SD: Sounds great. And you also wrote a story for Popular Science all about storm chasers, so before we get into your interview with Cyrena, let’s lay a bit of groundwork here. Can you tell us what exactly is storm chasing?
LB: So it’s a term that’s evolved quite a bit over the years, but Hollywood tornado movies basically get a lot of it right.
In general, storm chasing means tracking a severe thunderstorm where a tornado is likely to form.
SD: So badass. So where do chasers typically go to track these storms?
LB: It varies, but tornadoes primarily happen here in the United States.
SD: Really, you don’t get tornadoes elsewhere?
LB: You do. While tornadoes happen in China, Canada, and even Australia, nowhere has tornadoes like the good old U.S. of A.
We have by far the most frequent tornadoes, as well as the most dangerous storms.
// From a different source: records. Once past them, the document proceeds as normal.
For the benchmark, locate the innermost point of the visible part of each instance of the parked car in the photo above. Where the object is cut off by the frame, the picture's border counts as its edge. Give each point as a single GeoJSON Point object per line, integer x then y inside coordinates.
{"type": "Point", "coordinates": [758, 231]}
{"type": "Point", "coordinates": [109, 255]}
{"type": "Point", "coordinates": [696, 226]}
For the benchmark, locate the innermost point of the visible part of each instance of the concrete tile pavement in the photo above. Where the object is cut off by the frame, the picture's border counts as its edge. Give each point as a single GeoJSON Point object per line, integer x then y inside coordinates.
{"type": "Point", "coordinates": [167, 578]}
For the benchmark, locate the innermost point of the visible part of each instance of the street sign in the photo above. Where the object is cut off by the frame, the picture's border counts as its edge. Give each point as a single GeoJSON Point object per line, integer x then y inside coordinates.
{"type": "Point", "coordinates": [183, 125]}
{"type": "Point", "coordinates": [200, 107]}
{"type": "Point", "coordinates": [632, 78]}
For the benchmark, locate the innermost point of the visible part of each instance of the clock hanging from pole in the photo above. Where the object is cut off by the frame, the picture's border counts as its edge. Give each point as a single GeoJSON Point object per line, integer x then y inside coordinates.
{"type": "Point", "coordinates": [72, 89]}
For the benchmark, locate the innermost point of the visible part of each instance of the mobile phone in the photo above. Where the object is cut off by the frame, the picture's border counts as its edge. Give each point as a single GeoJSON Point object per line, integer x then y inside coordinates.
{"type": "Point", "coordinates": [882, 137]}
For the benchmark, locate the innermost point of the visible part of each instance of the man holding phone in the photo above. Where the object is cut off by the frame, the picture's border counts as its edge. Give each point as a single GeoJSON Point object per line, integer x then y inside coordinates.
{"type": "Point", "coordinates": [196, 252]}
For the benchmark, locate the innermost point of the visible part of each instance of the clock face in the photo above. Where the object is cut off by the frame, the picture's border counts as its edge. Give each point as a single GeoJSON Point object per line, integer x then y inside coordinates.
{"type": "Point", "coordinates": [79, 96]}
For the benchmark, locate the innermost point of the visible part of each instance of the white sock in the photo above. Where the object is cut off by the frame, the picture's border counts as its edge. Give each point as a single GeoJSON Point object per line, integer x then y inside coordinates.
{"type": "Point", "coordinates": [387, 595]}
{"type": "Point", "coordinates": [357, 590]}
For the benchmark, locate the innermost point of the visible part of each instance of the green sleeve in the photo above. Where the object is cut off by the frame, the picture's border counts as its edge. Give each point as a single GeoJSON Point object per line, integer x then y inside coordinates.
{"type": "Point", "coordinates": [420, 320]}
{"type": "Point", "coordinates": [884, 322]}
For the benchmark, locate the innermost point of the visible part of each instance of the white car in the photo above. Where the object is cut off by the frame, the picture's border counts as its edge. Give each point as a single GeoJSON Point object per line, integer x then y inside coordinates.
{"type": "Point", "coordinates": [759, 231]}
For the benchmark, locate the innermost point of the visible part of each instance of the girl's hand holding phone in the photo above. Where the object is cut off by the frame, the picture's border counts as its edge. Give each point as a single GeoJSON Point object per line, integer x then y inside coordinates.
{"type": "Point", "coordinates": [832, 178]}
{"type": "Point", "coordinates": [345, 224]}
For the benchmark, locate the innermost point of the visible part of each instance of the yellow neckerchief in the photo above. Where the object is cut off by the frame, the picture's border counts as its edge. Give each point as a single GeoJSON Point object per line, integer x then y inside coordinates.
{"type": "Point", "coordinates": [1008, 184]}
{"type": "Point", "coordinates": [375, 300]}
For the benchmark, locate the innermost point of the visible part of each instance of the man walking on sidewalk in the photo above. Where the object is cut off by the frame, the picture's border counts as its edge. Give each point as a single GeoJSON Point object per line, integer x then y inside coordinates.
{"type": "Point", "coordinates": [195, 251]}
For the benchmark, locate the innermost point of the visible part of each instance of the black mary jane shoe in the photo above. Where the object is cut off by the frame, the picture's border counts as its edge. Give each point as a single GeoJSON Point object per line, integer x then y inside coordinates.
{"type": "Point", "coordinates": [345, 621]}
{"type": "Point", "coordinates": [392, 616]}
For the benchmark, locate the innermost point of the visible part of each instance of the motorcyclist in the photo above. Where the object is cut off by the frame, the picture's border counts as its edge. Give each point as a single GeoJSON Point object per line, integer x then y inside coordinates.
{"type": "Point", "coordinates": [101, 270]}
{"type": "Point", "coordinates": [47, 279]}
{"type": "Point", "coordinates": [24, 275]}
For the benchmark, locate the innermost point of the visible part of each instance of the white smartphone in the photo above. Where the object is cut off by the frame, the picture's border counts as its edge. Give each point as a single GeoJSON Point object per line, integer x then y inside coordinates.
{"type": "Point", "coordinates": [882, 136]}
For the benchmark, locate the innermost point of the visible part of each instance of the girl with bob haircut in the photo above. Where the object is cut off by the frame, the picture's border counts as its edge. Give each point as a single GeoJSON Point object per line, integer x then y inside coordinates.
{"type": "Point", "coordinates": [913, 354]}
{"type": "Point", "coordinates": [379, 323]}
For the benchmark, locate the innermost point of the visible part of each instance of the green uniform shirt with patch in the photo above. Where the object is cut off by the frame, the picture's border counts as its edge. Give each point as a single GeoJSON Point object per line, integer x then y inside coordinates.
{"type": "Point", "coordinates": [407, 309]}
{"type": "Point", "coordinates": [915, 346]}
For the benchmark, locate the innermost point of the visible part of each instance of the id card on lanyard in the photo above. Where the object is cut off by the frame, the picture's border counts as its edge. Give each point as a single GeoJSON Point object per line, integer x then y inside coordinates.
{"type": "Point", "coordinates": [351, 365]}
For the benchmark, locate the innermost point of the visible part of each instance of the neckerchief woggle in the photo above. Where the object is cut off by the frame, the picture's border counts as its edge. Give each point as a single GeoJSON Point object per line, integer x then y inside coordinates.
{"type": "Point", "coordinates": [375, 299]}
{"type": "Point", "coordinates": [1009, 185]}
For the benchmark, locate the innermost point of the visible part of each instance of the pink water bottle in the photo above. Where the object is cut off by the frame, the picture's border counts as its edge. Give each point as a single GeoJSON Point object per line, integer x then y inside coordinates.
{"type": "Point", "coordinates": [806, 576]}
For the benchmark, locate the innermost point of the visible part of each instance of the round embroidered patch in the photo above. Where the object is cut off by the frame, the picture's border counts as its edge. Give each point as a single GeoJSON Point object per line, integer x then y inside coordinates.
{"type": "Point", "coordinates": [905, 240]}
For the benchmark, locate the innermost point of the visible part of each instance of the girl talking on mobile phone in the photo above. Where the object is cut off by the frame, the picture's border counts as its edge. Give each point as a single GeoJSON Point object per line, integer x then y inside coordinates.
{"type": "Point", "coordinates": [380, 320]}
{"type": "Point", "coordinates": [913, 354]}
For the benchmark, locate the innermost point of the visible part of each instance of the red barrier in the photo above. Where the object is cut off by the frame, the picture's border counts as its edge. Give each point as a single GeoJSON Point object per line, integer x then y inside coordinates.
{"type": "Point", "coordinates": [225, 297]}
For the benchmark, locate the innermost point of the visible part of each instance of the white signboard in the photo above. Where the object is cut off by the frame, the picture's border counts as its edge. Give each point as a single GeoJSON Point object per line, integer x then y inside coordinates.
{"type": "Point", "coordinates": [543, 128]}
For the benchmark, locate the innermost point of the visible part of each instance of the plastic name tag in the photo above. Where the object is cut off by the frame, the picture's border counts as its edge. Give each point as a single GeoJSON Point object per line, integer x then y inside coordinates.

SD: I don’t know if that’s an award you want.
LB: No.
SD: And when and where do most of these tornadoes happen in the U.S.?
LB: So it can vary a bit. Peak tornado season for the Southern Plains, so that’s Texas, Oklahoma, and Kansas, is from May into early June.
On the Gulf Coast, it’s earlier in the spring, and in the Northern Plains and Upper Midwest—so think North and South Dakota, Nebraska, Iowa, Minnesota—tornado season is more June and July.
SD: And what are chasers actually doing when they go out?
LB: So that’s cool. That all depends on the specific chaser. For a lot of hobby storm chasers, it’s all about getting that great picture or video of a tornado.
SD: Kinda like Glenn Powell’s character in Twisters?
LB: Exactly. So then you have storm chasers with more of a meteorology background. These chasers can collect really important data on these storms, so things like wind speed, direction, precipitation. All of this helps weather forecasters get on-the-ground data that even the most advanced radar might not see.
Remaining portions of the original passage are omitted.